Chapter 13 bankruptcy is designed for folks with a steady income and a desire to pay back all or most of their debts, but they need more time to regain the financial equilibrium. Usually you have three to five years to pay back debts under Chapter 13.
This type of bankruptcy is more complex than others, so if you desire to handle it yourself, be prepared to perform extensive research. Businesses that declare Chapter 13 bankruptcy can continue to operate and work out agreements with creditors.
Here are the nine steps to filing Chapter 13 without a lawyer:
1. Review Your Alternatives
If you elect Chapter 13, find resource material on the Internet, such as Chapter 13 Bankruptcy Basics from the United States Courts, and at the library to guide you through the process in detail.
Your unsecured and secured debt can’t exceed $269,750 and $807,750, respectively, and you can’t file if a previous bankruptcy petition was dismissed in the last 180 days.
2. Assemble All of Your Information
This information includes your assets (including exempt assets), liabilities, income and expenses. Include any executory contracts, unexpired leases, liens, judgments and court ordered obligations.
Create a list or spreadsheet using this information, identifying all accounts and creditors. You’ll need this information to fill out various U.S. Courts forms.
3. Take a Credit Counseling Class
Enroll in and take the mandatory credit counseling from a bankruptcy-approved credit-counseling agency. Upon completion, you’ll receive a certificate that you include in your filing.
4. File Your Chapter 13 Petition
You can do this with the federal bankruptcy court for your home district. The forms you need to file can be found on the U.S. Courts Bankruptcy Forms page and are available at stationary stores. Be prepared to fill out at least a dozen detailed forms, including the Chapter 13 Meeting of Creditors Notices.
Alternatively, hire a bankruptcy preparation service to fill these forms out on your behalf. The court will then appoint a trustee to oversee your bankruptcy, but the trustee will not provide any legal advice.
5. Fork Over Your Fees
The court will charge you a case filing fee of $235 and an additional $75 for miscellaneous expenses. You pay the clerk of the court when filing the petition, and you can opt to stretch out your payments over four installments, with the last one due within 120 days of filing.
6. File a Repayment Plan
You can do this either with the petition or within 14 days after petitioning. It should contain your schedule for making fixed regular payments to the court trustee.
7. Meet the Creditors
The trustee will convene a meeting with you as the star witness. Your creditors will ask you questions to elicit information about your finances. The meeting typically occurs within 50 days of petitioning. You may be able to reach settlements with some of the creditors at this meeting, which will cause you to update your repayment plan.

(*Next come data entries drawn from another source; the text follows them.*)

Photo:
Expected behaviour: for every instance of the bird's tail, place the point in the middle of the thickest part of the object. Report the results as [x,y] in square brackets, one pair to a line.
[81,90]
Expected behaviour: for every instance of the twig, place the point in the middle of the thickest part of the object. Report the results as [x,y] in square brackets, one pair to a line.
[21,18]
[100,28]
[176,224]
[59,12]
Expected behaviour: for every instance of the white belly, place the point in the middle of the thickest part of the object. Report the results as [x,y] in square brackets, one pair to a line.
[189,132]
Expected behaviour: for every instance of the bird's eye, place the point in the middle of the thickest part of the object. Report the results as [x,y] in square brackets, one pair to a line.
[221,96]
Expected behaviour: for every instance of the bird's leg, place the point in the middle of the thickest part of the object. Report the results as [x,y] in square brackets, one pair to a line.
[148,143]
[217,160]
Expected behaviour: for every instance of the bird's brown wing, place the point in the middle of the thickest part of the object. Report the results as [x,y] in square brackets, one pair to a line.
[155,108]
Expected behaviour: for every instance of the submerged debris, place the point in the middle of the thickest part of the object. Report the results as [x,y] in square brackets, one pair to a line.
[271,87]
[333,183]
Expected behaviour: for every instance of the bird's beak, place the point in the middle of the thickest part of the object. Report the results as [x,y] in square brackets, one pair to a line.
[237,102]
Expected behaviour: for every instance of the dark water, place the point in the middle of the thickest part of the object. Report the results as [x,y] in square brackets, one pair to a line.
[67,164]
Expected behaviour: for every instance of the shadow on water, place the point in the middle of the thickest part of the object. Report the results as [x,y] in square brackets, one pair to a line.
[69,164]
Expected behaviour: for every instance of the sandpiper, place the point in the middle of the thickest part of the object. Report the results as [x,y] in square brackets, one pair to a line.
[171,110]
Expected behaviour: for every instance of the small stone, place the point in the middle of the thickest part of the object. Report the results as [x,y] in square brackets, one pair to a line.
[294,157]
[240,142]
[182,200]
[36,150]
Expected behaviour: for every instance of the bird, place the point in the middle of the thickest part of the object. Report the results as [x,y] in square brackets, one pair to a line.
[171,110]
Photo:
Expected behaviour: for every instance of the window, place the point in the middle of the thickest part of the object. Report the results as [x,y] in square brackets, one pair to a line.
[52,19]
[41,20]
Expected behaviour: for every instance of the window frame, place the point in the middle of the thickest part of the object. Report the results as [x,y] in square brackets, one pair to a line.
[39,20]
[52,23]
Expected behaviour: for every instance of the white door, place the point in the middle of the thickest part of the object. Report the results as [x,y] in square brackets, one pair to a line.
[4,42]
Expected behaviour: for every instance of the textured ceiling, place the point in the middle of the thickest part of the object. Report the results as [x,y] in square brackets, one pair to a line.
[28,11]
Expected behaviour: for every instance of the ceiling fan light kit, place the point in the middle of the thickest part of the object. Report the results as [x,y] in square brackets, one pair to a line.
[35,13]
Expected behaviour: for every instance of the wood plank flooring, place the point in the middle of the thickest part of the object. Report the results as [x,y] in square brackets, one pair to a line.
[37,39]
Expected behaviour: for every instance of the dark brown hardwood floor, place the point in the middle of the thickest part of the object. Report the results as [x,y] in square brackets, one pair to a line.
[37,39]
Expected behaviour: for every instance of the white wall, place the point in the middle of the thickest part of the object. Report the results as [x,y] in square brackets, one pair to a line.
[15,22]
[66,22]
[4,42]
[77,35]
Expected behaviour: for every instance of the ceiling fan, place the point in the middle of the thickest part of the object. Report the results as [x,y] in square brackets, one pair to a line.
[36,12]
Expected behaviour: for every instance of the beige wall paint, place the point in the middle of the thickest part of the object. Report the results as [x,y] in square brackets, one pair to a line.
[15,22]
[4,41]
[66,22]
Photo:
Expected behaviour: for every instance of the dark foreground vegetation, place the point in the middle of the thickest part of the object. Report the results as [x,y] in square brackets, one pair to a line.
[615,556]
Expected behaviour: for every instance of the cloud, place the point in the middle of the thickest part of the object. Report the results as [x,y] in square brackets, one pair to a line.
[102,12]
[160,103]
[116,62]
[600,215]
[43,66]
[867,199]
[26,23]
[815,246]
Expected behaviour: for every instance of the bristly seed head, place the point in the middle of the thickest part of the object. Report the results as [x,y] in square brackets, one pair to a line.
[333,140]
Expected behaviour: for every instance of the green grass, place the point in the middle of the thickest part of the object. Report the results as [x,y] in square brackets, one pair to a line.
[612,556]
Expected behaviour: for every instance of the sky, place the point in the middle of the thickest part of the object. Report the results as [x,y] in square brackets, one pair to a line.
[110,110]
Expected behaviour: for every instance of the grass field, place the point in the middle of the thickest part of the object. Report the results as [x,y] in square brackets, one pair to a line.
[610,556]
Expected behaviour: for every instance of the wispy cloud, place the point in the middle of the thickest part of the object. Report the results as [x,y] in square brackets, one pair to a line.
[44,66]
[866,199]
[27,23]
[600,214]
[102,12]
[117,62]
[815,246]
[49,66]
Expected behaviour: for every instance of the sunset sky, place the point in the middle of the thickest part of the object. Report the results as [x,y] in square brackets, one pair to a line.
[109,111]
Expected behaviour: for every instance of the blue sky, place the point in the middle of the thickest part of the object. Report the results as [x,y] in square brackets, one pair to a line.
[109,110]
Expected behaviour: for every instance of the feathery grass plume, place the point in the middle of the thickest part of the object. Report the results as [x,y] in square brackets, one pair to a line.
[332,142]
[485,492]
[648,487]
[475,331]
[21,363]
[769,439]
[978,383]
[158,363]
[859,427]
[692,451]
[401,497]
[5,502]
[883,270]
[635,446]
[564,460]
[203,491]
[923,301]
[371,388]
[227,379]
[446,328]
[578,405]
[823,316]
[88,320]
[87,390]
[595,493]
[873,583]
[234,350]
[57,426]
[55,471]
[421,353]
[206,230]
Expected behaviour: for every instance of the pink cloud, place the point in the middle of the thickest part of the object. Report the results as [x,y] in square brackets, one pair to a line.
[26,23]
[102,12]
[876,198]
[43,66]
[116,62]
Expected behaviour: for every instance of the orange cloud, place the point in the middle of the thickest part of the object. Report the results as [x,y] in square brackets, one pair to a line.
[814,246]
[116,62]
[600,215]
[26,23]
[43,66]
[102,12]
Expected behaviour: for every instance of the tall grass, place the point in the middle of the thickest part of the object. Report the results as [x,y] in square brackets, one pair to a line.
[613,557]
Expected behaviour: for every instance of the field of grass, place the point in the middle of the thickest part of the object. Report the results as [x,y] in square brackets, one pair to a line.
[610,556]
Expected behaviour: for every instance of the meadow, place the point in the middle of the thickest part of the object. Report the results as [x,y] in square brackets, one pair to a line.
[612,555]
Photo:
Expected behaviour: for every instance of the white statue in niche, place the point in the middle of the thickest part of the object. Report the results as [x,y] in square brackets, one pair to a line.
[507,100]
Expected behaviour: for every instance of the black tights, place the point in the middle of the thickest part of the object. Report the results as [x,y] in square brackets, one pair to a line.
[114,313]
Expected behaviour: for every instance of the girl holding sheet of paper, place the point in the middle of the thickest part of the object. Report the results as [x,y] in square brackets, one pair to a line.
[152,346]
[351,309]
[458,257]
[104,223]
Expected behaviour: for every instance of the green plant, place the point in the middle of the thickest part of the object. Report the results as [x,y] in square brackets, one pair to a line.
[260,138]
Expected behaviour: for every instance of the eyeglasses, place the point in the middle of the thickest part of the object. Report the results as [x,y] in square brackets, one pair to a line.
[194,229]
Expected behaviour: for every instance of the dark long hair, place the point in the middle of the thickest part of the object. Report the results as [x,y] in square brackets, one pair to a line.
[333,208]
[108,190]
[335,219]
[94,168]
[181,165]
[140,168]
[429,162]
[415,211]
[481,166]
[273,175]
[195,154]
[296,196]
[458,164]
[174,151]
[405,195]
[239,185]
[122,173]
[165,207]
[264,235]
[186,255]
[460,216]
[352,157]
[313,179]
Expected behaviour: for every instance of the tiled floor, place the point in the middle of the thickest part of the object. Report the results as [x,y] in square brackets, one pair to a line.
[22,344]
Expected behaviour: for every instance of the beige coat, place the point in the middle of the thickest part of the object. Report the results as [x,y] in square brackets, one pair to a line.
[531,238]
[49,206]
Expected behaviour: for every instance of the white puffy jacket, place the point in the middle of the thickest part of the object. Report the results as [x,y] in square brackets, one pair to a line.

8. Go to the Confirmation Hearing
The court holds a hearing to confirm your repayment plan. Creditors can attend and object to the plan at this time.
9. Start Writing Checks
You are committed to making biweekly or monthly payments to your trustee for at least three years (unless you repay before then).
With a little help and a lot of hard work, you can successfully file for Chapter 13 bankruptcy yourself.